DOI: https://doi.org/10.1186/s12870-014-0216-4

Interpretive Summary: Leafy spurge is a herbaceous perennial weed and dormancy in both buds and seeds is an important survival mechanism. Bud dormancy in leafy spurge exhibits three well-defined phases of para-, endo- and ecodormancy; however, seed dormancy for leafy spurge is classified as physiological dormancy that requires after-ripening and alternating temperature for maximal germination. Overlaps in transcriptome profiles between different phases of bud and seed dormancy have not been determined. Thus, we compared various phases of dormancy between seeds and buds to identify common genes and molecular processes. Our results indicate that common molecular mechanisms involved in dormancy transitions of buds and seeds involve processes associate with ABA and auxin signaling and transport, cell cycle, and AP2/ERF transcription factors or their up-stream regulators.

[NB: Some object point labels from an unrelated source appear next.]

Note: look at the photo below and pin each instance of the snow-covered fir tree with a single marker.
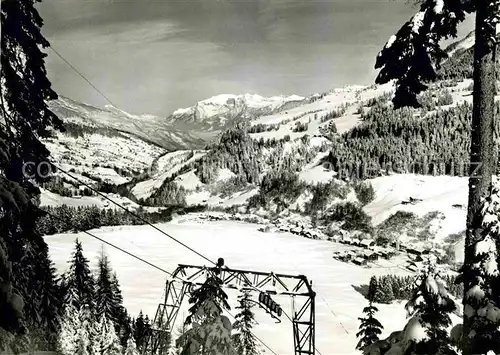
(123, 323)
(78, 281)
(78, 321)
(430, 309)
(370, 328)
(482, 300)
(105, 299)
(28, 289)
(244, 340)
(410, 58)
(210, 331)
(131, 348)
(68, 334)
(106, 341)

Technical Abstract: Overlaps in transcriptome profiles between different phases of bud and seed dormancy have not been determined. Thus, we compared various phases of dormancy between seeds and buds to identify common genes and molecular processes. Cluster analysis of expression profiles for 201 selected genes indicated bud and seed samples clustered separately. Direct comparisons between buds and seeds is additionally complicated since seeds incubated at a constant temperature of 20°C for 21 days (21d C) could be considered paradormant (Para) because seeds may be inhibited by endosperm-generated signals, or ecodormant (Eco) because seeds germinate after being subjected to alternating temperature of 20:30°C. Since direct comparisons in gene expression between buds and seeds were problematic, we instead examined commonalities in differentially-expressed genes associated with different phases of dormancy. Comparison between buds and seeds (‘Para to Endo buds’ and ‘21d C to 1d C seeds’), using endodormant buds (Endo) and dormant seeds (1d C) as common baselines, identified transcripts associated with cell cycle (HisH4), stress response/transcription factors (ICE2, ERFB4/ABR1), ABA and auxin response (ABA1, ARF1, IAA7, TFL1), and transport (ABCB2). Comparison of transcript abundance for the ‘Eco to Endo buds’ and ‘21d C to 1d C seeds’ identified transcripts associated with ABA response (ATEM6), auxin response (ARF1), and cell cycle (HisH4). These results indicate that the physiological state of 21d C seeds is more analogous to paradormant buds than that of ecodormant buds. Combined results indicate that common molecular mechanisms involved in dormancy transitions of buds and seeds involve processes associate with ABA and auxin signaling and transport, cell cycle, and AP2/ERF transcription factors or their up-stream regulators.